Spitzenklasse vom ersten bis zum letzten Tag
Aufgrund ihrer guten Bilanz unter Brind'Amour gingen die Hurricanes als einer der Playoff-Favoriten in die Saison. Am 9. Oktober gewannen sie ihr Auftaktspiel mit 6:3 gegen die New Jersey Devils. Sie ließen vier weitere Siege folgen. Die starke Form hielten sie die gesamte Saison über und holten am Ende den ersten Platz in der Metropolitan Division und der Eastern Conference. Mit 113 Punkten (53-22-7) waren sie das zweitbeste Team der gesamten NHL.
Das größere Kunststück war aber, dass sie vom ersten Tag der regulären Saison bis zum letzten Tag, 192 Tage lang, immer auf einem Playoff-Platz standen. In so einer langen Saison gelang das zuvor nur neun anderen Mannschaften in der NHL-Geschichte. Sieben dieser neun Teams gewannen daraufhin auch den Stanley Cup.
Der starke Auftritt ließ GM Tulsky zur Trade Deadline ruhig schlafen. Während andere Manager nach Transfers suchten, um ihr Team zu verbessern, vertraute man in Carolina auf die vorhandene Mannschaft. Lediglich ein kleinerer Trade, durch den Nicolas Deslauriers für einen Pick in der siebten Runde kam, wurde durchgeführt.
Konkurrenzlos durch die Playoffs
Dass die Hurricanes gut sind, zeigte bereits die reguläre Saison. In den Playoffs legten sie aber noch einige Prozent drauf, sodass die Ergebnisse der ersten drei Runden einen Klassenunterschied zeigten.
Zum Auftakt ging es gegen Tim Stützle und die Ottawa Senators. Obwohl deren Torwart Linus Ullmark eine absolut erstklassige Serie ablieferte, machte Carolina kurzen Prozess, gewann vier Spiele am Stück und entschied die Serie mit einem Sweep.

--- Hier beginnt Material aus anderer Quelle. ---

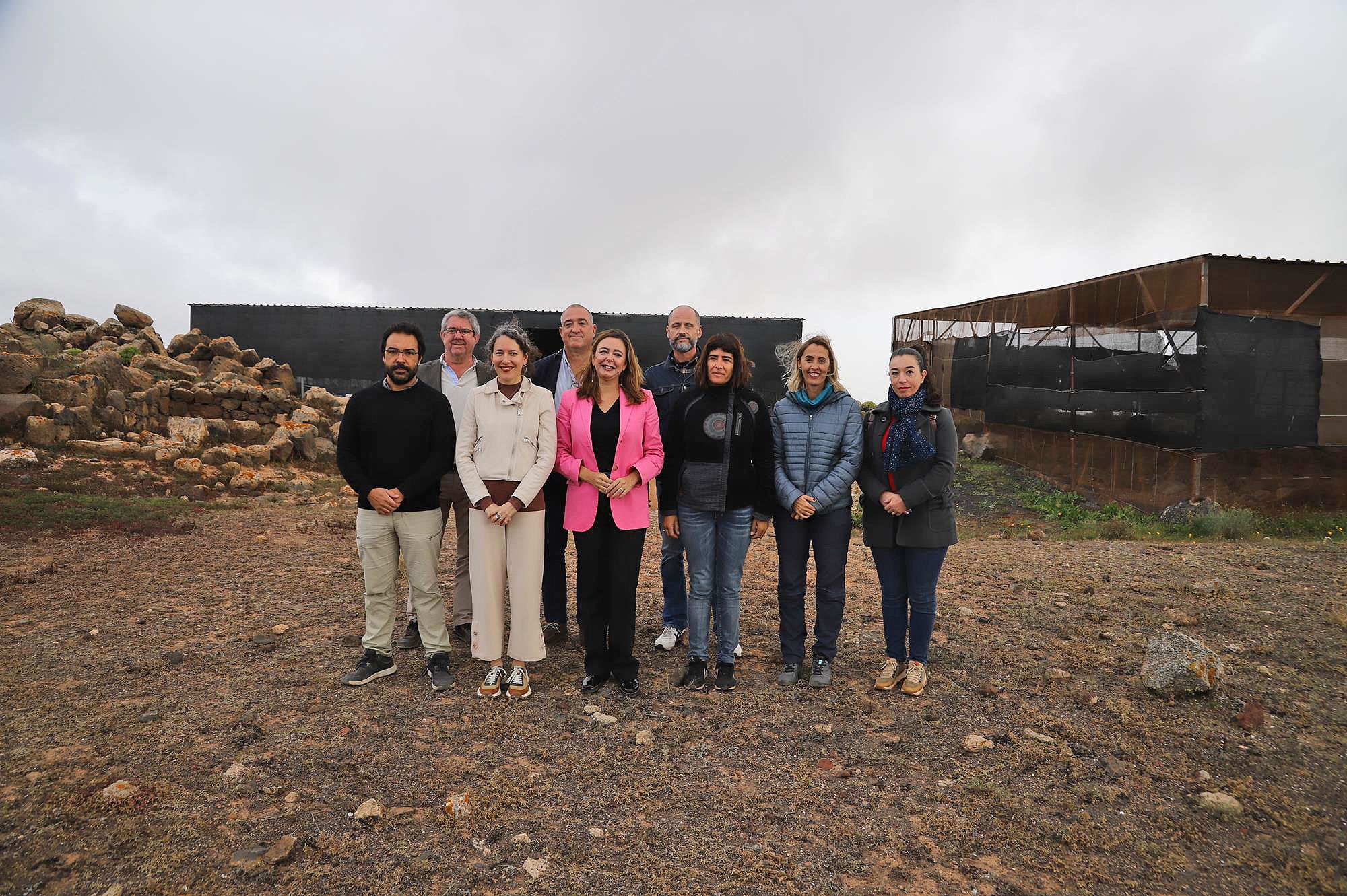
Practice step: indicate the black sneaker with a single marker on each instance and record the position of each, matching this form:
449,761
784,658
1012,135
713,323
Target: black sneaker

In der zweiten Runde war das Schicksal der Philadelphia Flyers kaum besser. Sie kamen zwei Mal in die Verlängerung und schafften es in Spiel 2 der Serie tatsächlich, die Hurricanes erstmals in diesen Playoffs in Rückstand zu bringen. Trotzdem setzte es vier Niederlagen in vier Partien und Carolina fuhr den zweiten Sweep ein. Aufgrund des Tempos, dass die Hurricanes vorlegten, mussten sie nach der zweiten Runde elf Tage warten, bis die anderen Mannschaften ihre Serien ausgetragen hatten, ein Rekord.
Nach dieser langen Pause ging es im Eastern Conference Finale gegen die Montreal Canadiens und im ersten Spiel konnte man tatsächlich erstmals an den Hurricanes zweifeln. Sie unterlagen den Canadiens mit 2:6. Es wurde aber schnell klar, dass das wohl nur der Rost aus der langen Pause war, den das Team abschütteln musste. Die nächsten beiden Spiele gewann Carolina wieder mit einer dominanten Spielweise und einem klaren Übergewicht an Torschüssen und Chancen in der Verlängerung. In Spiel 4 fuhr Torwart Frederik Andersen, der in jedem Playoff-Spiel zwischen den Pfosten stand und überragend spielte, seinen dritten Shutout der Playoffs ein. Am Freitag sorgte Brind'Amours Mannschaft mit einem 6:1 für klare Verhältnisse und löste das Ticket fürs Finale.